Fans of science-based music may already be familiar with The Amygdaloids, the NYC band fronted by NYU neuroscientist Joseph LeDoux. LeDoux has just published two pieces about his musical endeavors and their connections to his research: The flip side: scientists who rock (Trends in Cognitive Sciences 15: 335-7, 2011) and Music and the brain, literally (Frontiers in Human Neuroscience 5: 49, 2011).
Some choice nuggets from the first piece are as follows:
The two wings of academia are the arts and the sciences. Within the university, they stand back to back, looking in different directions like a Janus-faced statue. But, when the day job ends, scientists are known to seek out the arts in one form or another, either as consumers or producers. Scientists, after all, are just people, and most people are drawn to art…. People need art, even scientists.
We often hear about the power of music to relax, heal, to draw people together, and to communicate. I concur. Playing music makes me a healthier, happier person…. I sometimes get asked how I find time to make music. I always answer the same way. I’m a better scientist, husband, father (and every other role I perform) because I find the time to make music.

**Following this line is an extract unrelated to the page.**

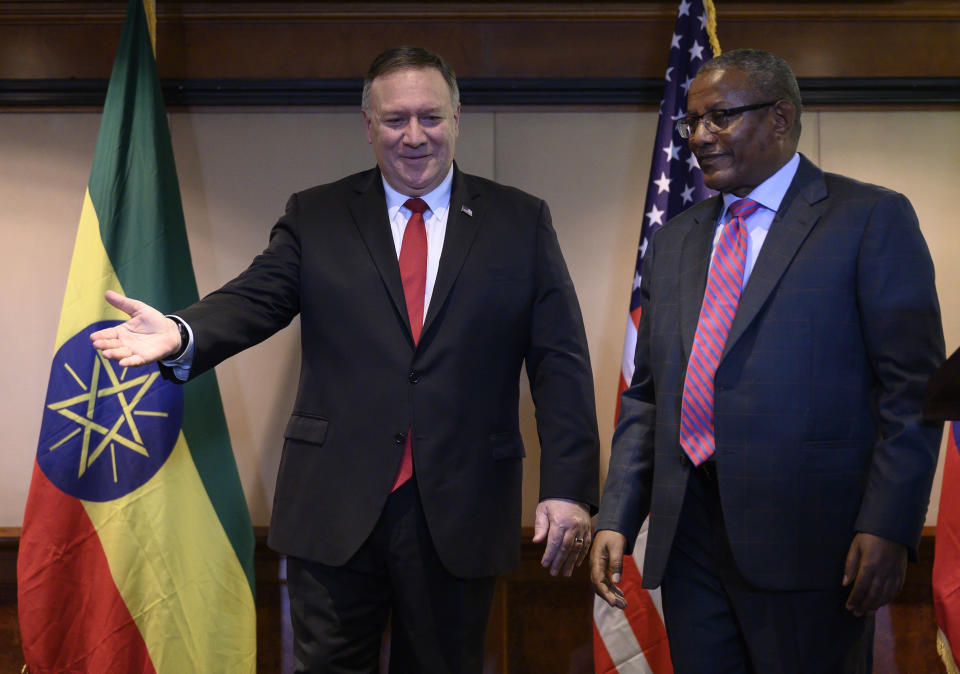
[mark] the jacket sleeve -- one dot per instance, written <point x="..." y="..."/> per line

And here’s an interesting excerpt from the second piece:
I get asked quite a lot about the relation of music and the brain. But that’s not really my area of research. I try to connect music and the brain lyrically rather than through scientific activity. I do not have any formal musical training, and do not really know what the right questions to ask are. I suppose I could come up with some studies of emotion and music, but have not felt that urge. Some really talented scientists are involved in this field, such as Robert Zatorre, Dan Levitin, Mark Tramo. They are doing a fabulous job of uncovering all sorts of fascinating things about how the psychology of music relates to the biology of the brain. I am just happy to writes [sic] songs and play music.